Decided: September 28, 1967.

JEANNIE CONROY, AN INFANT, BY HER GUARDIAN AD LITEM, JOHN CONROY AND MARY JANE CONROY, PLAINTIFFS-APPELLANTS,
v.
10 BREWSTER AVENUE CORP., DEFENDANT-RESPONDENT



Sullivan, Foley and Leonard. The opinion of the court was delivered by Foley, J.A.D.

Foley

Plaintiffs appeal from a judgment entered upon a jury verdict of no cause of action.

Defendant was the owner of a two-family house located in Ridgefield Park, New Jersey. In August 1963 Mr. and Mrs. Conroy, parents of plaintiff Jeannie, entered into a two-year lease of three and one-half rooms on the ground floor of the house, and the use of the basement. The basement contained a tub equipped with a water connection which supplied hot and cold water. The hot water heater was connected to the furnace which served to furnish heat and hot water to all portions of the building, including the portions leased to plaintiffs. The heating system was equipped with a thermostat to control the heat and an apostat to control the temperature of the hot water supplied to the living quarters and the basement tub. The lease was negotiated by the Conroys and Allen Krichman, a stockholder of defendant, who acted as its agent and appears to have been the principal of the corporation.

It is undisputed that the parties agreed orally that the lessor would be responsible for "major" repairs of the leased premises, and the lessees for "minor" items of repair. The operating cost of the heating system and water supply was the obligation of the lessees.

The Conroys took possession on Labor Day 1963. They claimed that in the following months they found the hot water supply to be "too hot" and complained of this to Krichman. Krichman denied that there were such complaints. According to the Conroys they did not attempt to adjust the apostat and, indeed, they had no knowledge of the existence or operation of such a device.

On December 10, 1963 Jeannie, aged 7 years 11 months, was in the basement playing "catch" with her sister Nancy.

She testified that she was sitting on the "rim" of the tub, or as she called it the "sink." In the course of their play Nancy threw Jeannie a ball. Jeannie leaned back to catch it, lost her balance and fell into the tub. In falling her right arm accidentally struck the hot water faucet and caused it to be turned on. Scalding water poured out, inflicting second and third degree burns on her right arm from the armpit to the wrist, the right side of her breast and her right upper thigh. A lengthy hospitalization followed, and in spite of the fact that Jeannie has received extensive skin grafting there still remains scar tissue which will require future hospitalization and involve substantial expense to repair.

There was evidence that later that evening Thomas McArow, brother of Mrs. Conroy, accompanied by the Conroys, inspected the apostat. It was so dusty that he had to clean it to make certain what it was. Having done so he found that it was set for a temperature exceeding 240 degrees. He said that when he turned on the faucet "the steam in that water was unbelievably hot," adding that "when you took your hand out your hand would turn red from the faucets." He reduced the temperature level "to about 110, 120."

The court, in charging the jury, submitted the issue of Jeannie's contributory negligence.
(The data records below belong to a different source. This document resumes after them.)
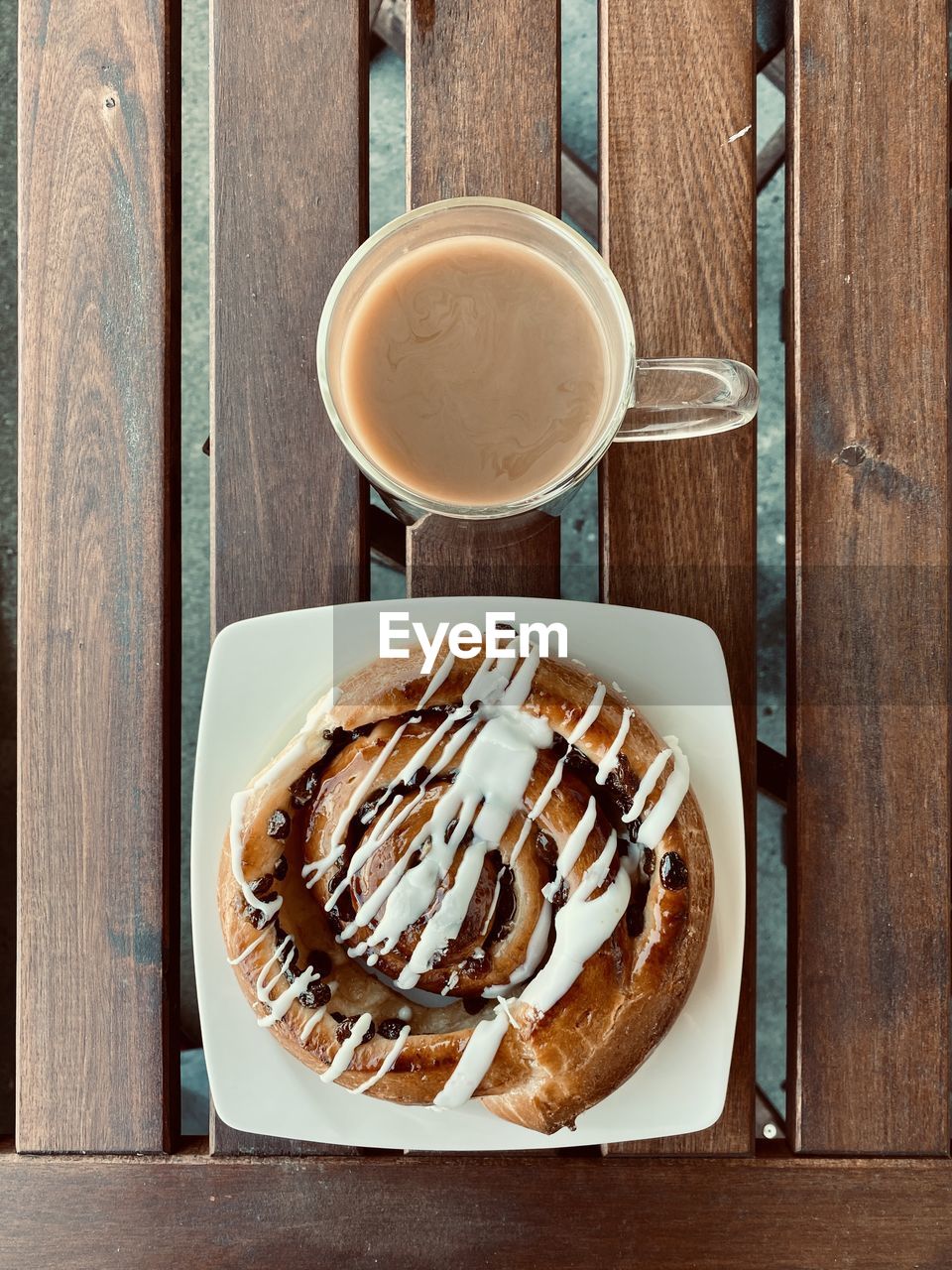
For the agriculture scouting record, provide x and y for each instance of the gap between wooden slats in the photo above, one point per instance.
(678, 520)
(289, 207)
(483, 118)
(869, 494)
(98, 589)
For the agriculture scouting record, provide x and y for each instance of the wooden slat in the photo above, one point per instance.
(98, 587)
(467, 1211)
(289, 207)
(869, 484)
(483, 118)
(502, 558)
(678, 520)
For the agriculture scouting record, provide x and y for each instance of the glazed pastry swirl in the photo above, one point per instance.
(509, 837)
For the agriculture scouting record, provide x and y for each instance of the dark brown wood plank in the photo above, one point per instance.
(98, 588)
(678, 518)
(483, 118)
(520, 1211)
(869, 493)
(497, 558)
(289, 207)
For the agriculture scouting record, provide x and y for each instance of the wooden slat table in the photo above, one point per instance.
(867, 287)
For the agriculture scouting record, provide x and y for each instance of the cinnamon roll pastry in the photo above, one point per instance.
(493, 881)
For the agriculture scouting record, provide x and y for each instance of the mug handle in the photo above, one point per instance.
(688, 397)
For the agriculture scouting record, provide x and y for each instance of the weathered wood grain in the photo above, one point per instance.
(98, 583)
(483, 118)
(517, 557)
(289, 207)
(416, 1213)
(869, 556)
(678, 520)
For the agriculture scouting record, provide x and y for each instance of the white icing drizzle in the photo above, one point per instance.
(438, 679)
(474, 1062)
(593, 711)
(393, 1055)
(572, 848)
(581, 928)
(344, 1057)
(647, 786)
(490, 784)
(536, 951)
(555, 780)
(658, 818)
(611, 756)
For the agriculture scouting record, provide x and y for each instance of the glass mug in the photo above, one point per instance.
(662, 399)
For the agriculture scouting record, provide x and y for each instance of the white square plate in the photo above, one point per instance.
(262, 677)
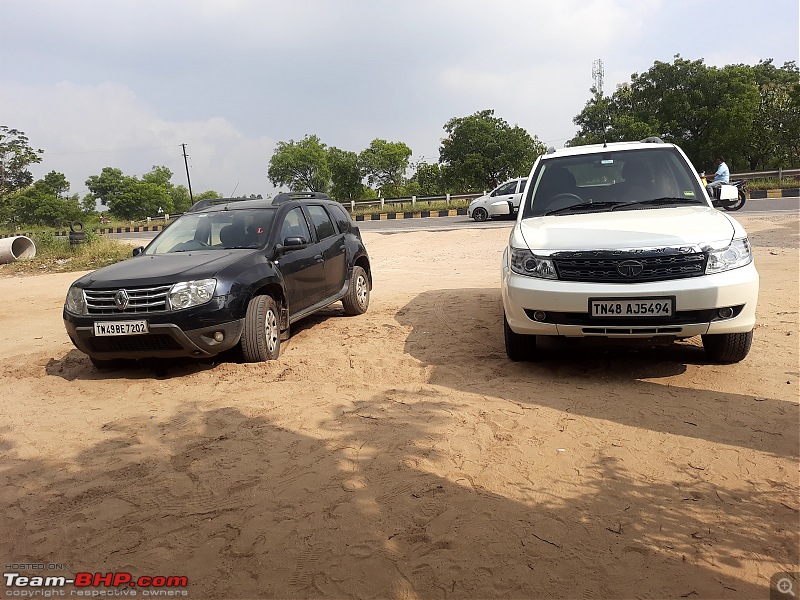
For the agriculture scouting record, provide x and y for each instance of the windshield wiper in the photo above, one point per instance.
(584, 206)
(657, 201)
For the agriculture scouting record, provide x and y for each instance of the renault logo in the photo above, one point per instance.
(121, 299)
(630, 268)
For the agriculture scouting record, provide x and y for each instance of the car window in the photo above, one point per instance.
(295, 225)
(215, 230)
(341, 217)
(322, 222)
(507, 188)
(604, 181)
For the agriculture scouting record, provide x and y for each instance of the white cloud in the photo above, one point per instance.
(85, 128)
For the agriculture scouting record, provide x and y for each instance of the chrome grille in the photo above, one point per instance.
(139, 300)
(608, 269)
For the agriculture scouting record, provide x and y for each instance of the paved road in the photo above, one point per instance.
(753, 207)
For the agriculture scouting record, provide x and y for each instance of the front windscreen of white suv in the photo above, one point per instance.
(620, 240)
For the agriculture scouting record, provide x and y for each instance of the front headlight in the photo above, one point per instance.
(191, 293)
(738, 254)
(76, 301)
(524, 262)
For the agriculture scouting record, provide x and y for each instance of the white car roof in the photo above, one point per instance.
(600, 148)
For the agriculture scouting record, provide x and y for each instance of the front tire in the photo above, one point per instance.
(519, 347)
(261, 338)
(727, 347)
(738, 204)
(356, 301)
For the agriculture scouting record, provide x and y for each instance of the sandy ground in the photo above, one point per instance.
(401, 455)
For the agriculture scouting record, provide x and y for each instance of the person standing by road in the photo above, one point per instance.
(721, 177)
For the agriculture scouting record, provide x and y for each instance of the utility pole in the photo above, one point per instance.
(597, 75)
(186, 163)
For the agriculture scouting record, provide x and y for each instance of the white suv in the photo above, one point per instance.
(620, 240)
(502, 201)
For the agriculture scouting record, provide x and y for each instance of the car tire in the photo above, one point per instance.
(519, 347)
(356, 300)
(727, 347)
(261, 338)
(480, 215)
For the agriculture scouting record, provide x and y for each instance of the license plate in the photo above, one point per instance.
(631, 307)
(120, 328)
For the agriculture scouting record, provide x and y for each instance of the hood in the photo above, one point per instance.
(162, 269)
(653, 228)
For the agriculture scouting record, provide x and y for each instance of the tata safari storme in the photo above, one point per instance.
(228, 272)
(621, 241)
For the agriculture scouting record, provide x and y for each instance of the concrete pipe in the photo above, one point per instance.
(12, 249)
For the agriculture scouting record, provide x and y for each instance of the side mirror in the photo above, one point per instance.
(291, 243)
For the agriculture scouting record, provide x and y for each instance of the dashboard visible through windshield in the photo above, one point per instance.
(616, 180)
(217, 230)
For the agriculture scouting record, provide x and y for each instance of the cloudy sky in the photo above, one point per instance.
(124, 83)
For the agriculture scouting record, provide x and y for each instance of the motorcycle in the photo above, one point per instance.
(730, 196)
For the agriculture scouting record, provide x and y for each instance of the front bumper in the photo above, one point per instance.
(562, 307)
(175, 334)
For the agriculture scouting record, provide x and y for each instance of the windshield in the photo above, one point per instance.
(614, 180)
(217, 230)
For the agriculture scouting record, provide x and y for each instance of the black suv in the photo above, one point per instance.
(227, 272)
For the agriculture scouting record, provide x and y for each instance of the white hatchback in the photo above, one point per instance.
(620, 240)
(503, 201)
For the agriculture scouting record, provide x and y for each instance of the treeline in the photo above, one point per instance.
(480, 151)
(749, 115)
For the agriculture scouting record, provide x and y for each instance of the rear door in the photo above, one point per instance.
(303, 269)
(331, 245)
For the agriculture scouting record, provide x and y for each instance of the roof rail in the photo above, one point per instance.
(287, 196)
(201, 204)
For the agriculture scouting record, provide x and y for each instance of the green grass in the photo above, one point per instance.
(55, 255)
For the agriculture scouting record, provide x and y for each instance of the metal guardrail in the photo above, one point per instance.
(777, 174)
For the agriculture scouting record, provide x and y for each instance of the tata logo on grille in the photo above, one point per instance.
(121, 299)
(630, 268)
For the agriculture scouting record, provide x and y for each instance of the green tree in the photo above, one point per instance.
(384, 164)
(737, 112)
(54, 183)
(129, 198)
(431, 179)
(301, 165)
(16, 156)
(346, 180)
(45, 203)
(776, 132)
(482, 150)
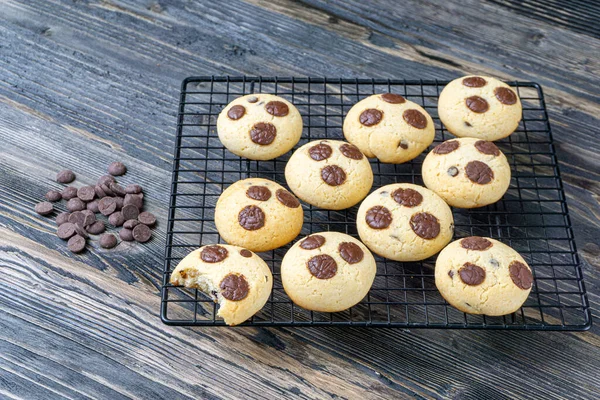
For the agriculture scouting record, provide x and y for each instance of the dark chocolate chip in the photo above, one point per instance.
(333, 175)
(251, 218)
(92, 206)
(141, 233)
(378, 217)
(263, 133)
(65, 176)
(370, 117)
(236, 112)
(131, 223)
(477, 104)
(86, 193)
(134, 199)
(446, 147)
(99, 192)
(474, 81)
(53, 195)
(75, 204)
(407, 197)
(312, 242)
(322, 266)
(320, 152)
(133, 189)
(479, 172)
(475, 243)
(415, 118)
(147, 218)
(108, 241)
(425, 225)
(471, 274)
(392, 98)
(126, 235)
(505, 96)
(259, 193)
(277, 108)
(117, 189)
(62, 218)
(213, 253)
(351, 252)
(234, 287)
(69, 193)
(520, 275)
(76, 244)
(65, 230)
(486, 147)
(119, 201)
(96, 228)
(287, 199)
(107, 206)
(116, 219)
(117, 168)
(77, 218)
(351, 151)
(130, 212)
(245, 253)
(105, 180)
(44, 208)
The charge was unobjectionable as a statement of the law, provided that the issue of contributory negligence was evidentially supported. At this point we should note that at the trial plaintiffs' attorney did not request that this issue raised by the pleadings be withdrawn, nor did he object to the inclusion in the charge the instruction respecting it. The present contention that contributory negligence was not in the case, so to speak, was made for the first time on a motion for a new trial (which was denied) and is now reiterated before us and presented as "plain error." We will pass for a moment the implications and impact of the plain error rule.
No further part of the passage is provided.